Thanksgiving is a federal holiday in the United States, celebrated on the fourth Thursday of November. It originated as a harvest festival. Thanksgiving has been celebrated nationally on and off since 1789, with a proclamation by President George Washington after a request by Congress.

President Thomas Jefferson chose not to observe the holiday, and its celebration was intermittent until President Abraham Lincoln, in 1863, proclaimed a national day of "Thanksgiving and Praise to our beneficent Father who dwelleth in the Heavens," to be celebrated on the last Thursday in November. On June 28, 1870, President Ulysses S. Grant signed into law the Holidays Act that made Thanksgiving a yearly appointed federal holiday in Washington D.C.

On January 6, 1885, an act by Congress made Thanksgiving, and other federal holidays, a paid holiday for all federal workers throughout the United States.

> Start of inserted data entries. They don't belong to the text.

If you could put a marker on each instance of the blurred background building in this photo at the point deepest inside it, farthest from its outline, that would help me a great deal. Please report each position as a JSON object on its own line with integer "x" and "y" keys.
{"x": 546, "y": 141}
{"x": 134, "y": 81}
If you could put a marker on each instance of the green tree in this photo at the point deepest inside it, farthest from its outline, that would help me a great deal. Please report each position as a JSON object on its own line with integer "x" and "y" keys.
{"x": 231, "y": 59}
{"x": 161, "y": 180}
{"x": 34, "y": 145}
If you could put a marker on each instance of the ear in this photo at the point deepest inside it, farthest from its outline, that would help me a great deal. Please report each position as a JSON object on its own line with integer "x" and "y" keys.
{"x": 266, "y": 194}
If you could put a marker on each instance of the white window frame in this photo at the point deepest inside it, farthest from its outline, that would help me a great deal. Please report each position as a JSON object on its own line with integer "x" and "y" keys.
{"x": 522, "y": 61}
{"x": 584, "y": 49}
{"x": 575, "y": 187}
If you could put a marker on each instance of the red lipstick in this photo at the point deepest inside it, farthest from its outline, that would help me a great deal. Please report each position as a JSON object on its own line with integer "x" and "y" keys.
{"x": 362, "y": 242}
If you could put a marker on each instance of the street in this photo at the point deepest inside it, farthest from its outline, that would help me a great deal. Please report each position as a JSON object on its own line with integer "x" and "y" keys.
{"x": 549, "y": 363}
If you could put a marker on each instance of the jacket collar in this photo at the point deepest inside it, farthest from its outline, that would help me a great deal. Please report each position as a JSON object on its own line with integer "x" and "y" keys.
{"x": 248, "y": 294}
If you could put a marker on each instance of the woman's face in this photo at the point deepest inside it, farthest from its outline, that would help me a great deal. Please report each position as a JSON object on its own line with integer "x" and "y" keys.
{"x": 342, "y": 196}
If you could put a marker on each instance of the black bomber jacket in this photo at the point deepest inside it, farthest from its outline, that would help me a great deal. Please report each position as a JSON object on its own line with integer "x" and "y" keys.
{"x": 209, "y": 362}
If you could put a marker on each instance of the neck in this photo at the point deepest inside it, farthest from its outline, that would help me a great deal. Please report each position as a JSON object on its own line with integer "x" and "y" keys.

The event that Americans commonly call the "First Thanksgiving" was celebrated by the Pilgrims after their first harvest in the New World in October 1621. This feast lasted three days, and—as recounted by attendee Edward Winslow—it was attended by 90 Native Americans and 53 Pilgrims. The New England colonists were accustomed to regularly celebrating "thanksgivings" days of prayer thanking God for blessings such as military victory or the end of a drought.